Venezuela’s oil giant PDVSA warns of default next week
CARACAS - Venezuela’s government-run oil giant — the country’s largest source of cash — is warning that it could default on its bonds as early as next week.
Petroleos de Venezuela S.A., or PDVSA, failed to get investors to agree on a deal to push back debt payments by three years. The company said it is extending its deadline for a third time so investors can accept a deal by Friday night. This time, it warned that things could get messy.
“If the exchange offers are not successful, it could be difficult for the company to make scheduled payments on its existing debt,” PDVSA said in a statement Monday night.
PDVSA owes $1.6 billion in principal and interest on October 28 and another payment of $2.9 billion is due on November 2 for a separate bond.
It’s unclear if PDVSA may actually default or if it’s trying to strong arm investors to take the deal.
“I don’t think they’ve prepared themselves for a default, I think it’s mostly just a threat. The concern is that they’re starting to talk about it,” says Siobhan Morden, head of Latin America fixed income strategy at Nomura Holdings.
In total, Venezuela is asking investors to “swap” $5.3 billion of bonds due in 2017 with bonds due in 2020, essentially allowing the government to push back payments.
But PDVSA hasn’t been able to lure enough investors to accept the offering. It’s led Standard & Poor’s to cut its rating on PDVSA in mid-September to two notches above default.
PDVSA represents much more than just an oil company. It is Venezuela’s lifeline. Oil shipments make up over 95% of the country’s export revenue — that’s cash the government badly needs to pay for imports of food and medicine, which are in short supply.
Things have been so badly mismanaged that Venezuela’s oil production hit a 13-year low over the summer after oil services provider such as Schlumberger (SLB) dramatically reduced operations earlier this year due to unpaid bills.
With the value of its currency also spiraling lower, many American companies have stopped tracking sales in the country.

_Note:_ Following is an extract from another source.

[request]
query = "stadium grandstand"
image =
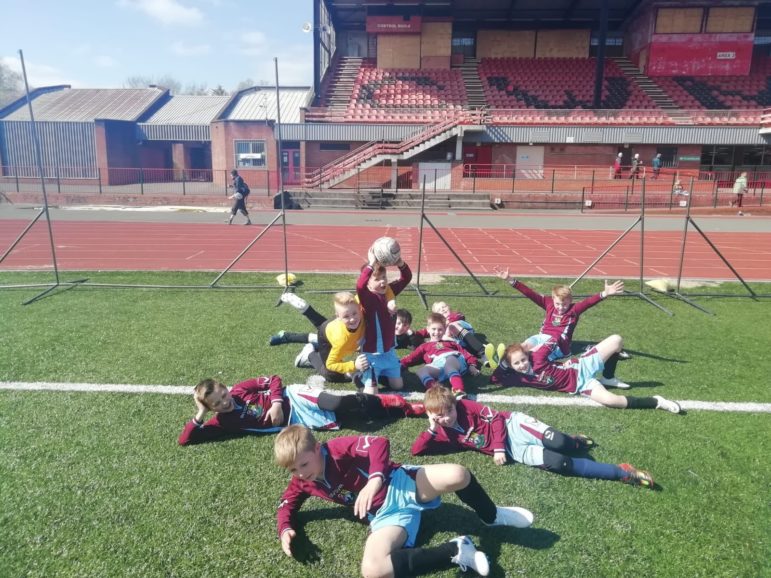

Despite sitting on the world’s largest oil reserves, Venezuela is running out of food, medicine and cash as its citizens go hungry. Things could get much worse if PDVSA defaults on its debt.
“They’re running out of money and they’re running out of runway, they need to sell bonds,” says Russ Dallen, managing partner at Caracas Capital Markets, a firm based in Miami. “Venezuela is desperate for cash.”
Its economy is projected to contract 10% this year while inflation could soar 475%, according to the IMF’s latest estimates. China, the largest creditor for Venezuela, has stopped loaning more cash to the South American government.
Against that dire backdrop, the country’s opposition-led Congress is trying to gain enough support for a presidential referendum vote to knock President Nicolas Maduro out of office. Over a million people protested in Caracas, the capital, one day last month. However, Maduro is fighting all efforts and chances of the vote happening are dim.
Maduro’s government is low on cash, and some experts worry that even if PDVSA makes its upcoming debt payments, it will really squeeze the government’s dwindling reserves. Venezuela’s central bank has just under $12 billion in reserves, most of which is held in gold.
For now, there’s no light at the end of the tunnel for Venezuela, which needs to sell oil to survive. It’s prized possession is now at risk.
“There’s already been an extreme collapse in the economy, and it would probably worsen if there’s an interruption in oil exports,” says Morden.